Teams 'shift left' to tackle challenges earlier in the design flow, says CTO of Real Intent, an EDA software design tools company.
We are at the dawn of a new age of digital verification for SoCs. A fundamental change is underway. We are moving away from a tool and technology approach — “I have a hammer, where are some nails?” — and toward a verification-objective mindset for design sign-off, such as “Does my design achieve reset in two cycles?”
Objective-driven verification at the RT level now is being accomplished using static-verification technologies. Static verification comprises deep semantic analysis (DSA) and formal methods. DSA is about understanding the purpose and intent of logic, flip-flops, state machines, etc. in a design, in the context of the verification objective being addressed. When this understanding is at the core of an EDA tool set, a major part of the sign-off process happens before the use or need of formal analysis.

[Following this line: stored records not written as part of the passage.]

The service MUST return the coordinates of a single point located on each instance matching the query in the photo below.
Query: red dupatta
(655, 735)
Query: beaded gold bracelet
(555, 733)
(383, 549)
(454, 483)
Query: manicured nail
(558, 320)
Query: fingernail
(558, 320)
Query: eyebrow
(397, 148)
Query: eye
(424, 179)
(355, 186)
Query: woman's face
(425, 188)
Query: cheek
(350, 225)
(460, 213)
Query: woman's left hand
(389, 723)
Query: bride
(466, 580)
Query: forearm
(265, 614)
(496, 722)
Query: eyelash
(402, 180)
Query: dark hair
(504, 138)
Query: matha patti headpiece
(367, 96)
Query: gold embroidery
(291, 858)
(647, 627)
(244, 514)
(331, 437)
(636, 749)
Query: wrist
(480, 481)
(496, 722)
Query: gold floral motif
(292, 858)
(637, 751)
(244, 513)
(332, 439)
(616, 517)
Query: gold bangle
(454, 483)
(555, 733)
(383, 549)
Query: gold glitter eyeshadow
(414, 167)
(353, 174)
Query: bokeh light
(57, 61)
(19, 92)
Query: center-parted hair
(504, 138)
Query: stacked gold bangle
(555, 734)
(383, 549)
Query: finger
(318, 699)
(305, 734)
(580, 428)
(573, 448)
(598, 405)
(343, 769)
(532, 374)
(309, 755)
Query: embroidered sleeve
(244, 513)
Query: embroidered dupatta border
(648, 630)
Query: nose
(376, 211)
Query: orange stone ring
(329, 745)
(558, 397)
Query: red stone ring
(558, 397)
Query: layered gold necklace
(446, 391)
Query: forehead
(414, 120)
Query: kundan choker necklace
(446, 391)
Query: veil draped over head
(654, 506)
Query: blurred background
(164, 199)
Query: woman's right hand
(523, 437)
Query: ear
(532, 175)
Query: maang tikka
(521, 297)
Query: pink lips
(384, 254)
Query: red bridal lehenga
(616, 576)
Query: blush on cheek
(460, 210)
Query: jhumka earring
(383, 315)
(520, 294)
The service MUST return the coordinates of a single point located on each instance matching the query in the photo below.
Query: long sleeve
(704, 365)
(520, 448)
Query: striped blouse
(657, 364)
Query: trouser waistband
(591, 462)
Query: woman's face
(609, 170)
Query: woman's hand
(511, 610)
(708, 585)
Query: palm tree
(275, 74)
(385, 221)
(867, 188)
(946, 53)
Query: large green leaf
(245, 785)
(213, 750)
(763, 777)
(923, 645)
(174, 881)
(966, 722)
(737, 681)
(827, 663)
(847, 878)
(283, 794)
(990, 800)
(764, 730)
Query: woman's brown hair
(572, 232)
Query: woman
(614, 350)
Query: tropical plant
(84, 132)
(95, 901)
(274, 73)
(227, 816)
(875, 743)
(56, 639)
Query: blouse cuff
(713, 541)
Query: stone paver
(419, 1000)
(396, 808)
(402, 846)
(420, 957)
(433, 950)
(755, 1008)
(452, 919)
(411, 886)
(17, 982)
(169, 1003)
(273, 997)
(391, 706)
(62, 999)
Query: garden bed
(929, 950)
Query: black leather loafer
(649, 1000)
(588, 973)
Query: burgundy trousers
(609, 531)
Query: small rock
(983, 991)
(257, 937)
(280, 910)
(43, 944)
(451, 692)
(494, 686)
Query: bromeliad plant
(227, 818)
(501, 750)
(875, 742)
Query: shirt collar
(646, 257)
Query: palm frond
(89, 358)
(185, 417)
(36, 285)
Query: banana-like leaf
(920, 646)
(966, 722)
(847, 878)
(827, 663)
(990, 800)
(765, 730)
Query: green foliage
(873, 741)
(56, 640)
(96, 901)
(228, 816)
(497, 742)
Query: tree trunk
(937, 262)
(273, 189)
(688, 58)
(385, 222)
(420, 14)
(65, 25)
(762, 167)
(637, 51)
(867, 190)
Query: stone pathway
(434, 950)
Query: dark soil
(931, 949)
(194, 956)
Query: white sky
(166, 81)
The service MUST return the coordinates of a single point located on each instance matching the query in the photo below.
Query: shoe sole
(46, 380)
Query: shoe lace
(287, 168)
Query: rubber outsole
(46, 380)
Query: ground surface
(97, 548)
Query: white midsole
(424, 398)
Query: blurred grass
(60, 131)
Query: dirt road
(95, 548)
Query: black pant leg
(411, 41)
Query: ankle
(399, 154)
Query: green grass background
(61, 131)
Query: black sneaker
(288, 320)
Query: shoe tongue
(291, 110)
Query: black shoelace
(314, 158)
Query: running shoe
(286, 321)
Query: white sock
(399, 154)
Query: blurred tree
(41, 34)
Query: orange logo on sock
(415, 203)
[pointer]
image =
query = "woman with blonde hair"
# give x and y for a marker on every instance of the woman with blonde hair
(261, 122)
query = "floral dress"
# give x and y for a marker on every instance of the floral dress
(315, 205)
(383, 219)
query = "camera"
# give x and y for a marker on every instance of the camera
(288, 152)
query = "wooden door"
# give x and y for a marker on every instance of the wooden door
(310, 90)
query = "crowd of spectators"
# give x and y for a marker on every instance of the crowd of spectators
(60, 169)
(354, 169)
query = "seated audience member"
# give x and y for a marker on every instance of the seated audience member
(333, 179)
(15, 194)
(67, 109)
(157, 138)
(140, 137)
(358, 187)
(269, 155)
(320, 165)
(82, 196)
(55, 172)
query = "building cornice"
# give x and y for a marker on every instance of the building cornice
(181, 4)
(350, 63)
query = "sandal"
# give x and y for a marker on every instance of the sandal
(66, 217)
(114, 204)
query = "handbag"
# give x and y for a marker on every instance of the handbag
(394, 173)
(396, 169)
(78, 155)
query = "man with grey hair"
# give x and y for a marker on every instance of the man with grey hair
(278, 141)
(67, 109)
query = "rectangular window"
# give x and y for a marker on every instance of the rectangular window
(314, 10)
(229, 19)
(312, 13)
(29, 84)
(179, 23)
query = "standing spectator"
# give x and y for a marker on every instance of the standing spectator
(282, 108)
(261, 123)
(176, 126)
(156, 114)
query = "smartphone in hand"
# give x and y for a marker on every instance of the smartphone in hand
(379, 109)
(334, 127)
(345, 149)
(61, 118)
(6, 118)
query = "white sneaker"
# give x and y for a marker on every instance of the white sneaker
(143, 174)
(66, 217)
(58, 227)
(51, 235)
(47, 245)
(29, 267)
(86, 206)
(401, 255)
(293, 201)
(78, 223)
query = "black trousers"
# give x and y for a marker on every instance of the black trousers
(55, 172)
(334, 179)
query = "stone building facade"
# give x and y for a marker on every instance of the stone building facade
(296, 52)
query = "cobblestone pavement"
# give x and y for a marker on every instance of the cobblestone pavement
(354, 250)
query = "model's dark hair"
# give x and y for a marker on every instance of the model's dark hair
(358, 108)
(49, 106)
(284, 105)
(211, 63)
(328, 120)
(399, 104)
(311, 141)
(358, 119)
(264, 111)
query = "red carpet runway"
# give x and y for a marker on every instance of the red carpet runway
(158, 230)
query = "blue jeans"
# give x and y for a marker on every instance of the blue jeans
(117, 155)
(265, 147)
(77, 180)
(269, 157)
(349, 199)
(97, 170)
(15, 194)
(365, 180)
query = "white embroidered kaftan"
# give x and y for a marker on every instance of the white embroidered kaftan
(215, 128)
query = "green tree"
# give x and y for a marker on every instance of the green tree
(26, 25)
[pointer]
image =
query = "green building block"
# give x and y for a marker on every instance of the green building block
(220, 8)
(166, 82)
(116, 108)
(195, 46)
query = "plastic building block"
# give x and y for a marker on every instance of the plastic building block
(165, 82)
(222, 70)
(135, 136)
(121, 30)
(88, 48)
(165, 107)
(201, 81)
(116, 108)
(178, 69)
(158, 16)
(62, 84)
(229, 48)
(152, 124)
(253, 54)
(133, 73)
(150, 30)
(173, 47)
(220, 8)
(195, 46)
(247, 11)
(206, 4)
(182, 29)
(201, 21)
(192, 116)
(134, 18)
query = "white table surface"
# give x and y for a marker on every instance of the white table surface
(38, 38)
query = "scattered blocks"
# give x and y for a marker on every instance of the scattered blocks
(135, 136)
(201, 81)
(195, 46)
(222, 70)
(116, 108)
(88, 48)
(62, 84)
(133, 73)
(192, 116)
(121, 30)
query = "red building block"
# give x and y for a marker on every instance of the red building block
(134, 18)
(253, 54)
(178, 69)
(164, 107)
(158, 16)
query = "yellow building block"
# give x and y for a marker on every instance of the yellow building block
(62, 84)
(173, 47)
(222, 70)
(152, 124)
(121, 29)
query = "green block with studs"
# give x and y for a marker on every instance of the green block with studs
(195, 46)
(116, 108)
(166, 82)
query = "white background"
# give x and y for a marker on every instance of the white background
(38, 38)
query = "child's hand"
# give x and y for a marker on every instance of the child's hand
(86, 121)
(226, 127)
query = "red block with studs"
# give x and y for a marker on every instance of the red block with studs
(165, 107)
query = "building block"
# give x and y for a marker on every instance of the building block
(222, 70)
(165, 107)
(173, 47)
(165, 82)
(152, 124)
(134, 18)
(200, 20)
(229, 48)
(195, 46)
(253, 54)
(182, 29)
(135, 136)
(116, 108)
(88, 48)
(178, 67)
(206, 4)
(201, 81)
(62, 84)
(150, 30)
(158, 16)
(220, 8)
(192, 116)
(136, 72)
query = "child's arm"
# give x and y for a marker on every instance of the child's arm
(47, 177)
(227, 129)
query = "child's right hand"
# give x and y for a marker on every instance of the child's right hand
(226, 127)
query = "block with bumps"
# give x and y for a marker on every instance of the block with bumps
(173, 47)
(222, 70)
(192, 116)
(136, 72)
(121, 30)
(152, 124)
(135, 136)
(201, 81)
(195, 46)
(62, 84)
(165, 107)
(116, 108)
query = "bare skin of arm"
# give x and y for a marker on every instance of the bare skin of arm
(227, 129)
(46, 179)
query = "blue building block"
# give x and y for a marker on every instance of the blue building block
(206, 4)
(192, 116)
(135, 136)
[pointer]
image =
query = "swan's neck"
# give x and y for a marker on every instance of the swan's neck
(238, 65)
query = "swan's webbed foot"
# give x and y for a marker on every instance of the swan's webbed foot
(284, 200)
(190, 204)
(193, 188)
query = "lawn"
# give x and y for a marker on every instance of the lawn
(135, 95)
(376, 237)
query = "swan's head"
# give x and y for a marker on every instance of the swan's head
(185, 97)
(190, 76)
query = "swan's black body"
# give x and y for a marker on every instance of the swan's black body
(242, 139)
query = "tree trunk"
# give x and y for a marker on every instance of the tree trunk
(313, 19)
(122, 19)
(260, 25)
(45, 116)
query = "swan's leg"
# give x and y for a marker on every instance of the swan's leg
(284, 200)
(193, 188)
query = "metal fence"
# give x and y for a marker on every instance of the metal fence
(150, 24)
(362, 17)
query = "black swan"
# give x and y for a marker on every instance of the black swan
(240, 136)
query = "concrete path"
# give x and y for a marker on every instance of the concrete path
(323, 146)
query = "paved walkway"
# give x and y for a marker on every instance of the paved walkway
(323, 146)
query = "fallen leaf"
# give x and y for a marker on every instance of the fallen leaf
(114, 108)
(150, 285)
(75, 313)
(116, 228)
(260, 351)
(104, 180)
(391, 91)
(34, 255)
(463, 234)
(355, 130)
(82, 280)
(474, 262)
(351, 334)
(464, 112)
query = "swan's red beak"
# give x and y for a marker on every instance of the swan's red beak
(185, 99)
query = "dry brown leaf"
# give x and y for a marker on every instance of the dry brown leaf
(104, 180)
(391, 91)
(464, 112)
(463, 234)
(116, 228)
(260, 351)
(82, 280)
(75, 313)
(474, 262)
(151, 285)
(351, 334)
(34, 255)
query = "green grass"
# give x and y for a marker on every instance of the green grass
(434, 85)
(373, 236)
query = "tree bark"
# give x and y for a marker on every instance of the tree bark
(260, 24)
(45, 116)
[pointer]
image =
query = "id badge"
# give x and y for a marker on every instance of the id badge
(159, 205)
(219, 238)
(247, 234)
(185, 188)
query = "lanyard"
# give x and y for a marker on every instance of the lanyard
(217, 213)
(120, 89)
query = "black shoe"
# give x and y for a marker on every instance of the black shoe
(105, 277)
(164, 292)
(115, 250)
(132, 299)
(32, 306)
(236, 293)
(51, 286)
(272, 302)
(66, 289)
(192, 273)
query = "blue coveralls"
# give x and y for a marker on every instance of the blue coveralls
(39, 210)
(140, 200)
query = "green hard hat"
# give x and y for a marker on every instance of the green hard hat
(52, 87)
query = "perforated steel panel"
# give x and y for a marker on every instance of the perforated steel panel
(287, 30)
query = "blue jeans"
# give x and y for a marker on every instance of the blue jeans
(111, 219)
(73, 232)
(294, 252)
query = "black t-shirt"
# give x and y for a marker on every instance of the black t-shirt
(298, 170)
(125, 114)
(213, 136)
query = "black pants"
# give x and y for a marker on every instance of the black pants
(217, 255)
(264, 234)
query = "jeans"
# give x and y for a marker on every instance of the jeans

The right mix of these two components — DSA and formal methods — significantly reduces the need for dynamic analysis (simulation). Although dynamic analysis continues to have a role, increasingly it is viewed as a backstop and not the main focus of the verification flow. Any simulation must be absolutely necessary and be tied to a companion static analysis step.
In addition, DSA and formal analysis work synergetically to complete sign-off. DSA generates checks that are precisely scoped and well-structured, enhancing formal analysis performance. Likewise, formal analysis helps validate or falsify hypotheses made during DSA. This combination is proving its value for multiple SoC verification objectives.
X-propagation verification is a prime example. RTL simulation is X-optimistic and can hide bugs or cause RTL and gate-level simulation results to differ. It’s important for design teams to understand which constructs in their designs are X-sensitive, and how these can be affected by upstream X-sources. Designers also need to ensure that their designs come out of power-up in a known state, in a given number of clock cycles. Also, powered-down blocks must not cause incorrect behavior in the active blocks. The only way to sign-off on X-verification objectives in a reasonable amount of time is by using static analysis based on combining DSA with the proper application of formal methods.
Verifying clock-domain crossings is another example showcasing the value of DSA and formal analysis for SoCs. Although basic failure modes are simple to describe, identifying these failures in real-life RTL so that all potential failures are reported in acceptable run time — without drowning the engineer in noise — is a formidable challenge. This is an area where DSA shines. Real Intent’s Meridian CDC tool, for example, performs full-chip comprehensive CDC analysis in a hierarchical and distributed workflow without resorting to abstractions. For full-chip SOC integration, IP block connectivity must be retained intelligently to make sure “sneak paths” that come into play only at the SoC level can be identified. To enable DSA, data models have been developed to represent even giga-scale designs with all the necessary details for comprehensive verification.
Despite the fact that linting verification tools have been in use for more than 20 years, new data models are needed to deliver giga-scale capacity and performance for current SoCs. The combination of new levels of performance and DSA lets designers get answers in minutes, and helps resolve chip-scale issues quickly that otherwise would have been missed or would have taken days to resolve. For example, undesired combinational loops often arise when an IP block is integrated into the SoC. Without advanced linting tools, such problems would go undetected and ultimately manifest as failures in deployed products.
Preventing SoC re-spins no longer requires the fastest simulator, assertion verifier or static timer tool; or even an all-in-one tool that does a little bit of a lot of things. What SoC design houses need instead to achieve the next breakthrough in verification efficiency for key SoC-verification objectives — such as CDC, and X-safety verification — is to adopt the mindset of deploying the best-in-class solutions with leading-edge performance, capacity, workflow and sign-off quality.
One advantage of this new mindset is that companies and their design managers can more easily create a set of verification objectives that are comprehensive and complete to meet sign-off requirements at the RT level. Once these objectives are defined, the decision makers can use these sign-off criteria to allocate the right mix of resources between the RTL design team and the system-level verification team, both of which are highly focused on top-level functionality and performance.
Without the move from a tools-driven mindset to a verification-objective-driven mindset, the SoC design process will break down. Static methods now shine as objectives have become clearly defined and failure modes deeply understood. A new age of SoC design is beginning with the advent of best-in-class solutions in CDC and early RTL verification. We expect to see newer objectives to be adopted as teams “shift left” to tackle challenges earlier in the design flow.
—Dr. Pranav Ashar is chief technology officer at Real Intent, which makes EDA software design tools to accelerate Early Functional Verification and Advanced Sign-off of digital designs.
He has more than two decades of EDA expertise to Real Intent and previously was department head at NEC Labs in Princeton, NJ where he developed a number of EDA technologies that have influenced the industry.